Hacker News new | ask | show | jobs
by lmm 4603 days ago
It's a big, ambitious update. The biggest difference is forcing users to distinguish between strings and byte sequences; essentially programs now have to be encoding-aware (at least if they use any of the standard library functions). Which is a Good Thing, but can require a ton of work for existing codebases.
2 comments

It's not that ambitious- none of the changes are particularly compelling, none of them scream "update now".

It does, on the other hand, break backwards compatibility. Which is why hardly anyone updated.

Maybe not in the world of ASCII, but the new Unicode system scream seems pretty loud to me.
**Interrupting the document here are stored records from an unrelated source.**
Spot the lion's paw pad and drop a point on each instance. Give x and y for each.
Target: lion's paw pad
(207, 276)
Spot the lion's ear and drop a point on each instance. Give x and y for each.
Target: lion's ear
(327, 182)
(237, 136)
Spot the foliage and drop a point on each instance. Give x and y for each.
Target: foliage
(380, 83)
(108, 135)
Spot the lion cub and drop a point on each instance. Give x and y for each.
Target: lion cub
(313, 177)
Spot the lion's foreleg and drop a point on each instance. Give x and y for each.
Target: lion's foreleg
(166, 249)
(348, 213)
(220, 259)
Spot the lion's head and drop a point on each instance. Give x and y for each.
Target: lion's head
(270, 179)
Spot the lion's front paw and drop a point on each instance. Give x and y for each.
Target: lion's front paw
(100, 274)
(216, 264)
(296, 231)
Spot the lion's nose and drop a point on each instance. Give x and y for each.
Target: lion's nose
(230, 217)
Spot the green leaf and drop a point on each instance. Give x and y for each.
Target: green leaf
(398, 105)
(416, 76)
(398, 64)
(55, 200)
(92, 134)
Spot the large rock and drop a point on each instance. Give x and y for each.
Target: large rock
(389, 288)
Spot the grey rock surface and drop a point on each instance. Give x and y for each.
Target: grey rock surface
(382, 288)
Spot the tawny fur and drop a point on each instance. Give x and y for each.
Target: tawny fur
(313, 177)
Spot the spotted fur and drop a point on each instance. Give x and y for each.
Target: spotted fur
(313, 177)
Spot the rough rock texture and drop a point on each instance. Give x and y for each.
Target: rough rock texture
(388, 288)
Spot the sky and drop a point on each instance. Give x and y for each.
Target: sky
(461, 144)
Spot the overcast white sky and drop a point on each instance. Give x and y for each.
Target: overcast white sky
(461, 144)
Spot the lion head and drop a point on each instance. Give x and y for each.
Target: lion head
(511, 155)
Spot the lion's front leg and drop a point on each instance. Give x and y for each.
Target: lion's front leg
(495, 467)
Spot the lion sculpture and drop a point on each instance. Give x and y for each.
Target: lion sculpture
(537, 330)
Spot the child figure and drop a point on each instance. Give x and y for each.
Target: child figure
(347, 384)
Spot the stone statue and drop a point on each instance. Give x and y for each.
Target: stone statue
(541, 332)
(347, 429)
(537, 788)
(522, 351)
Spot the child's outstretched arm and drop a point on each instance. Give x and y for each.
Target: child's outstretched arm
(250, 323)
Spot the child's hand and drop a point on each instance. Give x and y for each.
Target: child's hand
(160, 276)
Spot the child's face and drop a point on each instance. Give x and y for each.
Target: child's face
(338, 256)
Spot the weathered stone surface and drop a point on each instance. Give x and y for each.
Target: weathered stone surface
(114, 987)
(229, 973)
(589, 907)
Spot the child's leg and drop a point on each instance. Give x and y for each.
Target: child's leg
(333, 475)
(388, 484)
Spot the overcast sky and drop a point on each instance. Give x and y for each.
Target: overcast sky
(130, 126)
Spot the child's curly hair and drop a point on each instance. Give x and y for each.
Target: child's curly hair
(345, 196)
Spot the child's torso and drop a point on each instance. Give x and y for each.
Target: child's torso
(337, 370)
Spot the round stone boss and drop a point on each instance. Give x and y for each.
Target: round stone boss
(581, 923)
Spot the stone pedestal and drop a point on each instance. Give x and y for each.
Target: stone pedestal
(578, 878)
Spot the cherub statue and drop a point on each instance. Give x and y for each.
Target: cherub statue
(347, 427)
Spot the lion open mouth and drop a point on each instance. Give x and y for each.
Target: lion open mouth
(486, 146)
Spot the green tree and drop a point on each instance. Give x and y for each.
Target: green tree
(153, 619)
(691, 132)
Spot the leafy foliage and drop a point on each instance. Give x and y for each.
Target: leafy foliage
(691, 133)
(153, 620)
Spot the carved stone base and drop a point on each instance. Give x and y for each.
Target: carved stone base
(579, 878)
When I decided to use pelican for a non-English blog, I thought it would be piece of cake; just changing the theme and plugging a calendar converter and I would be done with it. In reality, I had to fork pelican and the calendar library (which was not well-maintained) and bang my head to the wall for three days to make them work together, all because of the whole string/unicode seperation and the fact that things work automagically as long as you're just using ASCII.

Does this get easier or harder in python 3?

I like the explicit separation that Racket has between "here is a buffer of binary data" and "here is a sequence of Unicode characters," and (looking on the outside without working with it), I'm glad that Python 3 began to adopt some of that.

smnrchrds's case of fixing someone else's ASCII assumption gets easier, because the code probably would not have been written that way.

In Python 2, it's really easy to write code that confuses bytes and characters, which introduces bugs and crashes when non-ASCII characters show up.

In Python 3, they made it easier to work with Unicode, because it's the default for everything, and much harder to confuse bytes and characters, because of that separation between the data types.

ding ding ding!! It was not ambitious enough for breaking backward compatibility.
I've seen many programmers having trouble with this. But it's essential when using UTF-8, because sgtring presentations length might be is different from byte length. So byte != char != int (0-255). It's hard to get for some coders who are used that all of those datatyps are the same.